The trouble is that it is very hard to tell them apart, because they are all look-alikes who all want to be the next Tom Cruise. So much for the excruciatingly slow pace obviously designed for some serious character-development. Worse, their acting is way below par, with no chemistry among the boys or among anyone else in the cast.
Which necessarily brings us to Jeff Bridges, whose Captain Sheldon character has been an enigma from the start and still remains an enigma in the end. Playing a stoic is Bridges' acknowledged forte, but it doesn't serve the big-hearted, unequivocal nature of this kind of movie. He's a figure head who is supposed to inspire confidence and trust, but his motivations are never clear.

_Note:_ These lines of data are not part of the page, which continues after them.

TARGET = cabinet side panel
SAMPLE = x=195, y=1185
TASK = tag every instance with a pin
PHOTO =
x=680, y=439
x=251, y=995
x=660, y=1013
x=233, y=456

On the surface, he seems the kind of skipper to whom a father might say, "I give you a boy, give me back a man." Indeed, he alternates from scolding the boys to inspiring them with corny homilies such as "If we don't have order, we have nothing. Where we go one, we go all." We are also led to believe that he is an expert seaman, yet the movie is so thin on details that in the final trial scene, where he stands to lose his sailing license, we are not sure if it was he or one of the boys who botched up during the storm.
But it isn't as if the trial makes any sense either. Navigating the ocean is, at best, a risky business. Did the parents really think that any captain would have some special control over the climate, or would willingly allow his boat -- his livelihood -- to go down without any struggle?
The courtroom epilogue is thus ineffectual and anticlimactic. Not only do the characters not matter enough for any emotional resolution to register, but the need to end with a Dead Poets Society-like catharsis only cheapens the conclusion. As Sheldon's charge rally to his defense, ringing a symbolic bell and looking like they're about to burst out "O Captain, my captain", their loyalty seems less a natural progression than a lame plot device. As Bridges remains oblivious, it is clear that he just wants out. After all, the movie runs at two hours and eight minutes - due to Gerry Hambling's poor editing - and by this time, the whole cast, in fact, just wants out.